In 1784 Young (in conjunction with Lord Mansfield, Sir Joseph Banks, Thomas Rowcroft, James Matra, and others) successfully lobbied Pitt the Younger for the establishment of a colony in New South Wales. He wrote a paper containing a plan for this proposal, which was communicated to Lord Sydney by the Attorney-General Sir Pepper Arden in 1785. This then became the basis of the official scheme on which the expedition of Governor Arthur Phillip was put in place. Historical sources claim that the value of Young's paper was in its practical details. A reprint of this paper in a much shortened form, was in 1888 reproduced in facsimile at Sydney. In 1788 Young together with his connection John Call, applied to the colonial office for a grant of Norfolk Island, which had, however, been just taken up for settlement. In 1791 he was a promoter and one of the first proprietors of the Sierra Leone Company.

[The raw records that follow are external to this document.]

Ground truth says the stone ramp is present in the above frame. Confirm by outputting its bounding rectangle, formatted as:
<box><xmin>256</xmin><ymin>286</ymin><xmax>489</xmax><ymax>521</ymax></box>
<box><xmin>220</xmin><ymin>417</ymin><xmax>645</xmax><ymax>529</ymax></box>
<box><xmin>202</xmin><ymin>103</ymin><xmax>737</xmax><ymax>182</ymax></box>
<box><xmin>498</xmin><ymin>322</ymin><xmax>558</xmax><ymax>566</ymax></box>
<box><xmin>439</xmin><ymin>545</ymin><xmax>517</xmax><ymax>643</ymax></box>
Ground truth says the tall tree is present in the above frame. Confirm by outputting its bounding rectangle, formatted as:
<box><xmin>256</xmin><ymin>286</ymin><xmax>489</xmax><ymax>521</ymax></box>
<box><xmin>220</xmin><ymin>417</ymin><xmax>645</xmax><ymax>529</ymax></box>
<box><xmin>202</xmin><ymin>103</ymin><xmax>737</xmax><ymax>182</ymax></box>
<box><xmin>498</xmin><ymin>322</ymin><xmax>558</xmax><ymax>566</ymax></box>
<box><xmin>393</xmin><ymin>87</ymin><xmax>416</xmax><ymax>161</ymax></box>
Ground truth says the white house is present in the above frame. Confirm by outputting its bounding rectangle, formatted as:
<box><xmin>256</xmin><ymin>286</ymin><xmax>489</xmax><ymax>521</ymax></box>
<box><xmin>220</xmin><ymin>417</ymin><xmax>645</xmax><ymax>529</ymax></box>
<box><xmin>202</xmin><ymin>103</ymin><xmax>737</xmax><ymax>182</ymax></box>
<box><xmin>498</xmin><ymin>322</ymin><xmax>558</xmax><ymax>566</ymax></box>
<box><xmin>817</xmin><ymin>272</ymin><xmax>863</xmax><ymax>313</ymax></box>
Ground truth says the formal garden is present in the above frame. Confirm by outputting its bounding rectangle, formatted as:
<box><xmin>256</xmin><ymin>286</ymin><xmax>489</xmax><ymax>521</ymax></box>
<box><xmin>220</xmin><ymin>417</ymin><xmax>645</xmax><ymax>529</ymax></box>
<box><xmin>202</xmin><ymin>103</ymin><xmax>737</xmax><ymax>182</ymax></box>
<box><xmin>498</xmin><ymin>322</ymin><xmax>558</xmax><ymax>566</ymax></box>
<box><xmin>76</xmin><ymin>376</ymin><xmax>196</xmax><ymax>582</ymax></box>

He was a prominent abolitionist and was opposed to the Royal Navy practice of using sailors of African descent to make good a shortfall in crew numbers In 1792 he was examined before the bar of the House of Commons on the African slave trade, giving evidence on its evils; testimony which was valued for its temperate delivery. He served ten years as treasurer of the Thames Navigation Commission.

His second wife had land holdings at Cookham in Berkshire, after marrying her they added to those holdings and in the mid-1780s Formosa Place was built there. Young died at Formosa Place, Berkshire, on 28 June 1810 and was buried at Holy Trinity, Cookham. He was a member of the Royal Society, and the Society of Antiquaries, and regarded for his skills as a vocalist and amateur musician. His entry in the Dictionary of National Biography written by John Knox Laughton, describes him as 'remarkably handsome', a description apparently confirmed by his portraits.

=== Family ===
His first wife was Elizabeth, daughter of a distiller in Great Marlow; with whom he had two daughters and two sons. His elder son, Samuel, was created a baronet in November 1813. His younger son was George Forbes Freeman Young (1770 - 1799). Elizabeth died in February 1779, later that same year he married his second wife, Anne, daughter of Dr William Battie. An 1825 Royal Navy biography reports that he was the Uncle of Edward “Ned” young who was one of the mutineers on the mutiny on the bounty.

Through his eldest son, he is an ancestor of the former Conservative Whip and life peer George Young, Baron Young of Cookham.

==Legacy==
The Youngs River and Youngs Bay, which flow into the Columbia River at Astoria, Oregon were named for him by his nephew Lt. William Robert Broughton of the Royal Navy.